54 beached whales rescued in Australia
AFP
AFP Global Edition
Mar 01, 2009 19:00 EST
Rescuers saved 54 pilot whales after nearly 200 of the giant creatures beached themselves on an island off the southern coast of mainland Australia, officials said Tuesday.
Wildlife rangers and volunteers successfully refloated the whales and five stranded dolphins on the high tide at King Island, Tasmania's Parks and Wildlife Service spokesman Chris Arthur said.
"This means all the surviving stranded whales have now been refloated. This rescue effort would not have been possible without the exceptional assistance of the local community," Arthur said in a statement.
"We had as many as 150 people volunteering to rescue these beached animals throughout the day and their efforts are to be commended."

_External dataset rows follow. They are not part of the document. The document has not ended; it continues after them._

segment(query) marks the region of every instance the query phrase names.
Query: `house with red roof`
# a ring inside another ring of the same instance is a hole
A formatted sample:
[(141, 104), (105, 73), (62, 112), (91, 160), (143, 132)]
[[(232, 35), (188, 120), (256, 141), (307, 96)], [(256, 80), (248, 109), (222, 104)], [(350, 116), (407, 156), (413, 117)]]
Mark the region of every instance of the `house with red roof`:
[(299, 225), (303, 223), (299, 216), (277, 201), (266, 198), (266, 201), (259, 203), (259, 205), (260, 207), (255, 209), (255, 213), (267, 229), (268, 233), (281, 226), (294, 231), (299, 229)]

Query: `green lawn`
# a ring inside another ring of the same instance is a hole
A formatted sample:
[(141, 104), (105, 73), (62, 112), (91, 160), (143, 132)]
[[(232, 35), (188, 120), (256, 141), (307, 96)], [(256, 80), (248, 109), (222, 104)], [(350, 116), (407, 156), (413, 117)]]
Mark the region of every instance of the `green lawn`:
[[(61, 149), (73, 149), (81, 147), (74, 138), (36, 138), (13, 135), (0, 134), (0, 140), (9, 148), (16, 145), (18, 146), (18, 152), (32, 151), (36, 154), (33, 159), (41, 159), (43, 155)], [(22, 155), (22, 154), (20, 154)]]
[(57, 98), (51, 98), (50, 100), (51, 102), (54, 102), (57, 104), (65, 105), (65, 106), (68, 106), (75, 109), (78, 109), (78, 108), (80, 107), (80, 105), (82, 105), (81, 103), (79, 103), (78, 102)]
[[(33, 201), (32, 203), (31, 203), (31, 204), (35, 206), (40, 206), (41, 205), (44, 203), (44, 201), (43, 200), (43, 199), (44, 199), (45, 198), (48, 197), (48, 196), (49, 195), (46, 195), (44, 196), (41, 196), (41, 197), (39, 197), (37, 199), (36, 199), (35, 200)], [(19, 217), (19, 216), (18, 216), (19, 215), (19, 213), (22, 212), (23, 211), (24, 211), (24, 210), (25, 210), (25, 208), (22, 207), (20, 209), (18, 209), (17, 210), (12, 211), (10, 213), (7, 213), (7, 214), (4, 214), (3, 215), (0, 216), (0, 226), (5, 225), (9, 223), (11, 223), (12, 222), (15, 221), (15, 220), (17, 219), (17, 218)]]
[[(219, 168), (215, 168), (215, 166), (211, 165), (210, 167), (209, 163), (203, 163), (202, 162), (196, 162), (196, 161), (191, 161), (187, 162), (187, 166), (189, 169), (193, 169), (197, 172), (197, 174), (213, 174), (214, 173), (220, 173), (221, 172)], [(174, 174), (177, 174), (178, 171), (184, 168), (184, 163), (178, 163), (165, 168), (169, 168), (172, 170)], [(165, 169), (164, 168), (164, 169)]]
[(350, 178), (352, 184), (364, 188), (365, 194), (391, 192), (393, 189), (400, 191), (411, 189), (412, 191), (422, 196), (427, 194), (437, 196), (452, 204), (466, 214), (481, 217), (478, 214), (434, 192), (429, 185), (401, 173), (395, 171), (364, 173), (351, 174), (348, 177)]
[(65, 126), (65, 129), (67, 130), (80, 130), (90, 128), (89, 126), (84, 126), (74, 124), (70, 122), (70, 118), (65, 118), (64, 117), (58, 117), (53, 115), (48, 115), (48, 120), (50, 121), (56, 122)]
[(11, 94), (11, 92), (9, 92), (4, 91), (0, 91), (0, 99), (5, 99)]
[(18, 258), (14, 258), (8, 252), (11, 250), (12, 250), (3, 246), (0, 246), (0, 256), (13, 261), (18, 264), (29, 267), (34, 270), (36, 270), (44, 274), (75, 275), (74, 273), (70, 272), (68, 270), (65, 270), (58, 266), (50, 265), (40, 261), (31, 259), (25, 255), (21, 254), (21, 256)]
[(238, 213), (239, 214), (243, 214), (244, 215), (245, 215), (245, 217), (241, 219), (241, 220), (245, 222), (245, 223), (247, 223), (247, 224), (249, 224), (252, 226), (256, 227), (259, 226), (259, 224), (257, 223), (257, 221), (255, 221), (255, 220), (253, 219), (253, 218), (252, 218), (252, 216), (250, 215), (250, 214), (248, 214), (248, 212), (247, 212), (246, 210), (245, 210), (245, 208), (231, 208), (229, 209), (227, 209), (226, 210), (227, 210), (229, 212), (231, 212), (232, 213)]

About 140 whales died after stranding on the island between the Australian mainland and Tasmania on Sunday night, but wildlife officials were pleased with the "extremely successful" rescue of the survivors.
The latest beaching takes the total number of whales stranded around Tasmania in the past four months to nearly 400.
More than 150 pilot whales died after beaching themselves on Tasmania's remote west coast in November and 48 sperm whales died in January on a sandbar at the north of the island.
Tasmania, Australia's southern island state, experiences about 80 percent of whale beachings in the country, a phenomenon so far unexplained by science.
"This last summer has been a particularly demanding one, not only for the specialist Parks and Wildlife Service officers but also the volunteers and local communities," Arthur said.
It was not uncommon to have both whales and dolphins strand simultaneously, with a group of 97 long-finned whales and bottle-nosed dolphins beached on King Island on 28 November 2004. All of them died.